Di satu sisi, paslon Khofifah relatif lebih diuntungkan, mengingat dirinya merupakan Pimpinan Pusat (PP) Muslimat NU. Dengan posisinya tersebut, sudah barang tentu Khofifah akan memiliki relasi kekuasaan lebih kuat untuk mengakomodasi suara kaum perempuan. Sayangnya, situasi ini nampaknya telah berhasil dibaca oleh pihak Gus Ipul. Perekrutan Puti Guntur Soekarno, yang didaulat sebagai pasangan Gus Ipul, dapat dimaknai sebagai strategi memecah belah suara perempuan. Dengan demikian, klaim bahwa Khofifah merupakan satu-satunya kontestan yang mewakili kalangan perempuan di Pilkada Jatim tidak lagi berlaku.

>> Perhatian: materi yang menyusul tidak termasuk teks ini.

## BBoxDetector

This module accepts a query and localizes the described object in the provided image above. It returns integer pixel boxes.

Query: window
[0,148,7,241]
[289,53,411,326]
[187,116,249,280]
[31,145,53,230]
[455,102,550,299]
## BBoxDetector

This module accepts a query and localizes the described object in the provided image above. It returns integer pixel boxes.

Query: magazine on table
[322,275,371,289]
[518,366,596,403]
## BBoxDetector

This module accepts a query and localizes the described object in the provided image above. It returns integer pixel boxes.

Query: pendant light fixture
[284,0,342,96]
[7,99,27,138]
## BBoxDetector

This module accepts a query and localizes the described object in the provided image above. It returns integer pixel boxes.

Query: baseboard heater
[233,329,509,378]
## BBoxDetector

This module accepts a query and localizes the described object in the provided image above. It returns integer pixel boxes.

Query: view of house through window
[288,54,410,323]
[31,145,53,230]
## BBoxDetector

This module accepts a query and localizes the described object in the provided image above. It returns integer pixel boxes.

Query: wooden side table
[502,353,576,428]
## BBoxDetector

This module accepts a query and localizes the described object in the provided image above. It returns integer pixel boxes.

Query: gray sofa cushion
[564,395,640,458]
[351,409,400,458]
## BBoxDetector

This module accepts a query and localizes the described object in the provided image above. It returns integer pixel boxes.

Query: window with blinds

Namun di sisi lain, unsur gender dapat pula menjadi batu sandungan bagi Khofifah. Karena bisa jadi, isu gender yang dimainkan dalam pilkada nanti akan digiring pada wilayah misogenis. Yakni, dikotimisasi peran sosial melalui koomodifikasi teks-teks keagamaan (Rizter, 2012). Secara teologi, kedudukan perempuan dalam kepemimpinan birokrasi ataupun publik hingga kini masih menjadi term yang mengundang banyak perdebatan.

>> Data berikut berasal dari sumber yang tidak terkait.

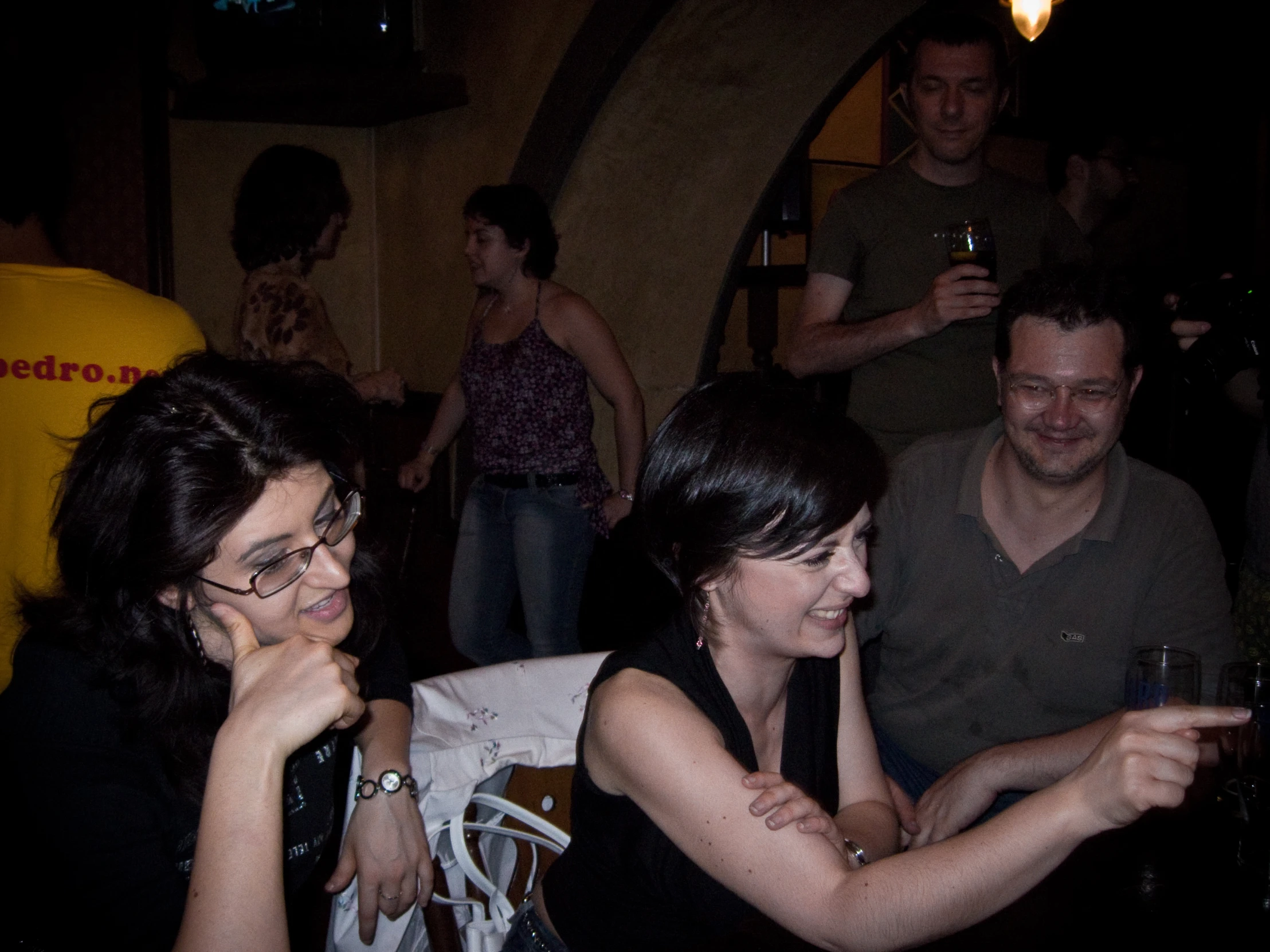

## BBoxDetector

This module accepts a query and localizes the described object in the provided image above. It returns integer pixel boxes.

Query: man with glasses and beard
[789,11,1089,457]
[856,265,1234,845]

Situasi di atas, jelas akan dimanfaatkan oleh pihak Gus Ipul untuk menggoyahkan basis dukungan Khofifah. Dalam konteks politik sektoral, intrumen politik melalui cara demikian berpotensi memiliki daya ampuh. Apalagi, beberapa wilayah Jatim, khususnya daerah Tapal Kuda-Madura, memiliki tipikal fanatisme terhadap simbol keagaman, serta produk kebudayaan lokal yang bias hierarki, seperti patriarki.

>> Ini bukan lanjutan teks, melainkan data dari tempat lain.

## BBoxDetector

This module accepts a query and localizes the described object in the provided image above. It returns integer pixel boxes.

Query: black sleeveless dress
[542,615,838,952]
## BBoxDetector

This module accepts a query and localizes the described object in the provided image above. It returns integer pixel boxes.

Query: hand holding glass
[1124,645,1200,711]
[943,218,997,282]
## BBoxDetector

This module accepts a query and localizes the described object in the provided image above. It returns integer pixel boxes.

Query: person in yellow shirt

Sampai di sini, meski perebutan tahta di wilayah Jatim terjadi dalam ruang kontestasi yang cukup alot, melibatkan unsur religio, ideologi, bahkan gender. Kita sangat berharap jalan sirkulasi politik tertap berjalan demokratis. Sehingga nuansa pilkada sebagai pesta lima tahunan rakyat dapat dinikmati oleh masyarakat Jatim secara damai, sejuk, dan menyenangkan. Semoga.